In the 15th century outdoor ball and stick games ( e.g. golf, croquet) evolved into indoor ball and stick games. Players used an item similar to a golf club called a mace. A mace was similar to a golf club with a long cylindrical body and a flat wide foot. It was used to shove the balls around on the table rather than striking a ball. Players however found difficulty when the balls were up against the rail cushion; they improvised and turned around the mace and used the tail end to strike the ball. The name cue actually comes from the French word "queue" meaning tail-end.

By 1800, the cue was being used by only "skilled players". Novice players were required to still use the mace because the skilled players felt that the novices would miscue and inadvertently damage the cloth.

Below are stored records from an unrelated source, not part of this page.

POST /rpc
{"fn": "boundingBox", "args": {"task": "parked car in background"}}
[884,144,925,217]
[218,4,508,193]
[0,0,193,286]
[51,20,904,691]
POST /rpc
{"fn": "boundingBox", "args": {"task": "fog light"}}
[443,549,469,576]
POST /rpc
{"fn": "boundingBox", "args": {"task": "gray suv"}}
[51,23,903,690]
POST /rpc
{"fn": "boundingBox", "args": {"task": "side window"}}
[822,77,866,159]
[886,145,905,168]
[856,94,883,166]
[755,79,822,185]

Types: There are many types of cues; the one piece cue, the shorty cue, the two piece cue, the three-piece cue and even a four piece cue. The one piece cue is generally found in pool halls. The one piece cue is a straight cue made of a continuous piece of tapered wood. They can range in size from 36"-60", however there is a cue called a "shorty cue". A shorty cue is a one piece stick that is 36"-52" in length and used on tables where there is not enough stroking distance to use a 57" cue. Two and three-piece cues break down into two or three pieces. A four piece cue is usually a "jump cue" or "break cue". Cue sticks can also be differentiated by game such as; Pool, Carom and Snooker.

Parts: Typically there six parts to a cue stick.

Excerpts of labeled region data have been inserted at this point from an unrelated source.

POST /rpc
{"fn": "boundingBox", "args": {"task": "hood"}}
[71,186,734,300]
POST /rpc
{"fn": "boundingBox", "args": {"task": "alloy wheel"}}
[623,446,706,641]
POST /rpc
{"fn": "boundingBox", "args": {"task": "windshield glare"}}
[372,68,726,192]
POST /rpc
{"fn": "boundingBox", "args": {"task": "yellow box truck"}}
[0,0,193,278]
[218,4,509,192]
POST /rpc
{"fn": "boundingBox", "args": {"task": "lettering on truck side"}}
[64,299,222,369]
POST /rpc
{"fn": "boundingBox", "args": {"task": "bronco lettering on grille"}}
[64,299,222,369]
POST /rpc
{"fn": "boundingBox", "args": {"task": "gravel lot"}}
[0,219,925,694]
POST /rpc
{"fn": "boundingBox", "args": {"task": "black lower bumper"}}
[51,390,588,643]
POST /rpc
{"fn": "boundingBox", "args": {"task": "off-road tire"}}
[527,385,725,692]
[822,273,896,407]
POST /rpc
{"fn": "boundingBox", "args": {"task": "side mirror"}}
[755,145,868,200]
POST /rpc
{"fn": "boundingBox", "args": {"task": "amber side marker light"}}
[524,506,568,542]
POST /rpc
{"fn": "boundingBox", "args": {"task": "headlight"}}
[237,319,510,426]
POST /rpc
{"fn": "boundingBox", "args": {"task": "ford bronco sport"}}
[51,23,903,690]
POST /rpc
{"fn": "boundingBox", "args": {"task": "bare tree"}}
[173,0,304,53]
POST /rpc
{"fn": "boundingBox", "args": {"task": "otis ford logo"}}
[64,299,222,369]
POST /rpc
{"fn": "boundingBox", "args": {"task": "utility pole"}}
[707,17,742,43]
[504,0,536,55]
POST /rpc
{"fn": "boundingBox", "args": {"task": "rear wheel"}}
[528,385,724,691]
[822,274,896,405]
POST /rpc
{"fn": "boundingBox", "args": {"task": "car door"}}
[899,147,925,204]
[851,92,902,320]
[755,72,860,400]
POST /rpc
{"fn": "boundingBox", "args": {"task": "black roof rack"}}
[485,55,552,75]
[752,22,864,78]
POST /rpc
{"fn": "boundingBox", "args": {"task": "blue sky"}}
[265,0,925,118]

Shaft- The cue stick as a whole can be referred to as the shaft. All sticks are tapered at the end. They can be either pro tapered or European tapered.

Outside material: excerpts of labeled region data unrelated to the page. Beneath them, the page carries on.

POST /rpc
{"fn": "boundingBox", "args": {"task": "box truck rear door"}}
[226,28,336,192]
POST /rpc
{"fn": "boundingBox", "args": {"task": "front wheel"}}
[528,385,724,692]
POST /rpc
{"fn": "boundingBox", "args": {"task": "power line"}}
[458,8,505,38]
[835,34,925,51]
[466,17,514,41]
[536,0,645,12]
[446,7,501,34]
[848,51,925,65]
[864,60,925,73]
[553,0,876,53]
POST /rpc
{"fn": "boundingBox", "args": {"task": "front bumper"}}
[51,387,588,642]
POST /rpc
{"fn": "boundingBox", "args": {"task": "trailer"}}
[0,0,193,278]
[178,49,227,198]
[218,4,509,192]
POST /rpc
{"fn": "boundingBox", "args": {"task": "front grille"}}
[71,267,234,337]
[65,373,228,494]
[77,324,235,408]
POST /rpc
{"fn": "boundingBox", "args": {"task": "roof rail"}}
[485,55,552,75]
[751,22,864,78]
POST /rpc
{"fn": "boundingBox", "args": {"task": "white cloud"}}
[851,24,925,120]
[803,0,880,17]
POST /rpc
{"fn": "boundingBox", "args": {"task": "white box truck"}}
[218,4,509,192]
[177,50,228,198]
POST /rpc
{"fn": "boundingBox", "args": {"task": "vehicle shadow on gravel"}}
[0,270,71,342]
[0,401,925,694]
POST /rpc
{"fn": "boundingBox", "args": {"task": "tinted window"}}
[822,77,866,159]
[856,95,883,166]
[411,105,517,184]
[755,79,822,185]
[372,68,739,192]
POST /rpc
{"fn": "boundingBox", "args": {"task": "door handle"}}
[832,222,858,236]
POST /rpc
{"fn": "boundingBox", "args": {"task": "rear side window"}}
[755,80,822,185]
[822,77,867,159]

Tip-Tips can be either slip-on, screwed on or glued on.The can range in hardness from very soft to very hard. Softer tips will wear out quicker than hard tips, but will hold chalk better than the hard ones.

Ferrule- Is found at the end of the shaft. It is primarily used to hold the tip in place and to prevent the shaft from splitting.

Joint-In two piece cues the joint is where the two pieces attach.

Butt- The butt of the stick is where the majority of the weight is located. They can weigh anywhere from 16oz-22oz.

Bumper-The rubber end of the stick. The bumper protects the butt from damage.

Materials: Most cues are made from hard rock maple wood. However, you will find that most snooker cues are made of ash wood.

Famous cue makers include: Balabuska, Lucasi, Meucci, Joss, Jacoby, and Dufferin to name a few.